We can hypothesize that as women adopt the promiscuous, callous lifestyle advocated by porn, they will be less likely to report instances of rape. This might be in part because porn trains people to expect discourteous behavior in sex, and in part because of widespread beliefs that ‘loose’ women have little credibility when it comes to accusations of rape. A raped woman has every reason to fear that her sexual history might be mercilessly worked over in court (and/or public opinion) during a trial, especially if that history is long and messy. For reasons like these, one cannot conclude from mere correlation that porn truly reduces the incidence of sexual assault. There is no unambiguous logical connection between the two...

It is easy to see how the propagation of rape myths would decrease reporting of rape. The victim might not be sure that an actual crime occurred, or even if they did, might not feel that our legal system will recognize their injury.

United Kingdom: A Glaring Counter-Example to the Theory that Internet Porn is Cathartic
Law professor Anthony D'Amato, and more recently Todd Kendall of Clemson University, have attempted to correlate increased Internet penetration with decreasing rates of rape. Since the Internet is a major vector for porn, they suggest that more porn in the home means fewer people will rape.

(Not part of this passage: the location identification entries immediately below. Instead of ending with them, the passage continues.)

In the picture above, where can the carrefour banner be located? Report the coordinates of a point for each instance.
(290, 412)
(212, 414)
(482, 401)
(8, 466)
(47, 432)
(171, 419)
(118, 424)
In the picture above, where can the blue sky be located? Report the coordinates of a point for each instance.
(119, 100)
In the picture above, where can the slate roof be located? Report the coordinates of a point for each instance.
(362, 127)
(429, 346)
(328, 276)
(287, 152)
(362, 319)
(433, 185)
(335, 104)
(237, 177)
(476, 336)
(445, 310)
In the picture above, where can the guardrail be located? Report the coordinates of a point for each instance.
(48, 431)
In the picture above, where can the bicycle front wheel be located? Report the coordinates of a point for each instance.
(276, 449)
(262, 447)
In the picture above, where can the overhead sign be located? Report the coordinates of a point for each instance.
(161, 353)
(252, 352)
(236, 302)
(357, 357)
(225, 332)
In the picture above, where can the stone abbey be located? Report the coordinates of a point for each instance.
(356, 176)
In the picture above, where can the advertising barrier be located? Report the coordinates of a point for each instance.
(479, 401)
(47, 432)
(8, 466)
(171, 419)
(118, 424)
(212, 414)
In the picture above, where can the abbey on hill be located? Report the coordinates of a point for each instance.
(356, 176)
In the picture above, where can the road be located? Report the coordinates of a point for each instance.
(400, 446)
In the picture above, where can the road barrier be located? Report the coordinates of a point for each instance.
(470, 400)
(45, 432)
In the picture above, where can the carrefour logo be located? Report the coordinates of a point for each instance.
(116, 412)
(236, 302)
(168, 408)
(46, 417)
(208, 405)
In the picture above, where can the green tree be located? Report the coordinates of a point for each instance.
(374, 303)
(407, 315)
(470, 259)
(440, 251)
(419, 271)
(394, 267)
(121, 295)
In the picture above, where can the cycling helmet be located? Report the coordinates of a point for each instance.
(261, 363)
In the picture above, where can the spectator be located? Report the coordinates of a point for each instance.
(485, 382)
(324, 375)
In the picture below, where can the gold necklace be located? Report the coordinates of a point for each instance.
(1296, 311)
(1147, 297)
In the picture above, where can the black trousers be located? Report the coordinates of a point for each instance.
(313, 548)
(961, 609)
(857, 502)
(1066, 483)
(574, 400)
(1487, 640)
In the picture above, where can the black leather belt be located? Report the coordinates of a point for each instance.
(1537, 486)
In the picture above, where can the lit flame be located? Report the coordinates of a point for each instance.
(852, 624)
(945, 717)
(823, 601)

In short, they claim that porn is cathartic.

We have already discussed some of the flaws in this argument, the origins of which go back over 30 years. A new counter-example has recently come to our attention. Between 2000-2005, the number of Internet users in the United Kingdom increased from 15.4 million to 35.8 million (InternetWorldStats). During this time, the overall population only grew from 58.8 million to 59.9 million, so the proportion of Internet users in the population grew from 26% to 60%.

If the D'Amato/Kendall theory was correct, you would expect a measurable decrease in the number of reported rapes. However, the opposite trend was seen. In the period 1999-2000, just under 8,000 rapes of a female were reported in England and Wales. This level then increased every year until by the 2005-2006 period, over 13,000 rapes of a female were reported (Home Office Crime Statistics). This was during a time when the overall population increased by just 2%.

In Scotland, the trend of recorded rapes is similar. After dipping slightly between the 1999-2000 and 2000-2001 reporting periods, rapes recorded by police increased every year through the 2005-2006 reporting period (Scottish Executive). Overall, recorded rapes increased from just under 600 in 1999-2000 to just under 1,000 in 2005-2006.

Government officials in the United Kingdom believe that some of the increases in recorded rapes are due to improved reporting of crimes. Factors like these underscore the risks of drawing simple conclusions from apparent correlations between changes in reported crime rates and changes in other phenomena. The challenges are especially great when discussing heavily underreported crimes such as rape and domestic assault.

When combined with personal testimony and scientific experiments, the balance of the data suggests that porn stimulates rape and confuses people about what's acceptable behavior (such as whether to take no for an answer during sex). It certainly cannot be concluded that porn reduces rape.

Porn and Sex Crimes in Other Countries: The Historical Experience
Porn advocates are usually quieter about the results of studies of Sweden, Great Britain, New Zealand and Australia, where “"as the constraints on the availability of pornography were lifted...the rates of rape in those countries increased."”[35] For example, “in two Australian states between 1964 and 1977, when South Australia liberalized it’s laws on pornography and Queensland maintained its conservative policy...over the thirteen-year period, the number of rapes in Queensland remained at the same low level while South Australia’s’ showed a sixfold increase."[36]